Знаешь что? Без конца в эти бессонные ночи вспоминается мне Эдгар. Помнишь, как он постоянно читал своего «Фауста»? С упрямством маньяка. А мне бы не хотелось, чтобы люди читали «Фауста». Это фаустообразные человеки вбили себе в башку мысль о необходимости превращать страдание в славу. Слава человечества не в страдании, конечно же, не в страдании, не в этом ужаснейшем страдании битв и самоощущения после сражений. Слава должна быть в достижении счастья, покоя, солнечной безмятежности. Наши соседи на Востоке разумней грезят об этом, но и они обретают славу — славу победы и славу уничижения — в страданиях.
«О, когда же… натруженные мечи…» и так далее. Разве страдание, фаустизм неразрывно связаны с человеком? Разве всегда один должен страдать за другого? И за кого страдали те, под Монте-Кассино, и еще страдают каждодневно, ежечасно те, в лагерях? Слава им. Но разве человечество не сумеет прожить без такой славы?

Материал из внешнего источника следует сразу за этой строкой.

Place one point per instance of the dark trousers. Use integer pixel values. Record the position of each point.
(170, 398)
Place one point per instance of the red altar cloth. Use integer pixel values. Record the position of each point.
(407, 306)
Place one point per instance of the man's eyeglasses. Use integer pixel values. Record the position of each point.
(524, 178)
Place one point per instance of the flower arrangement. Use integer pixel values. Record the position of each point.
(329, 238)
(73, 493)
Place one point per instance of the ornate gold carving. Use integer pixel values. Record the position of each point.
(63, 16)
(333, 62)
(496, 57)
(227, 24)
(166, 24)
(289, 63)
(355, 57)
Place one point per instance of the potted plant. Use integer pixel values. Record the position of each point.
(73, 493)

Януш, отзовись, отзовись. Мне совсем не хочется думать, что ты спишь и не ответишь мне ни словом, ни движением души своей. Я хотел бы, чтобы ты сравнил давние мои письма с этим. Ты, пожалуй, будешь мною доволен, дядя.
Панна Текла, живите все, ведь вы нужны мне как воздух.
IV
К обеду, к двум часам, на Брацкой никто уже не собирался. Панну Теклу теперь это не тревожило (в последнее время такое случалось слишком часто), но зато окончательно выводило из себя.
— Придут теперь кто когда, и все будут требовать есть, — говорила она сама с собой, энергично воюя с кастрюлями на кухне. — И что это за обычаи теперь? Попробовал бы кто раньше, при княгине Анне, не выйти к обеду!
Времена княгини Анны давным-давно миновали, но для панны Теклы все это было словно вчера. Она задумалась с лопаткой в руке. Думала она о том, куда бы ей пойти, чтобы собравшиеся наконец строптивые нахлебники не застали ее дома, и тогда им пришлось бы самим разогревать себе скромный обед.
— Анджей сумеет, — прошептала она, — а вот другие? И оттого, что думала она о княгине Анне, ей вспомнился верный слуга княгини, старик Станислав.
— Хорошо, — снова проговорила она, развязывая фартук, — пойду проведать Станислава.
С самого начала войны и после смерти сына старик Вевюрский жил в богадельне на улице Шестого Августа. Богадельню эту основала какая-то аристократическая семья, и по протекции родственников Марыси Билинской устроить в нее Станислава не представляло большого труда.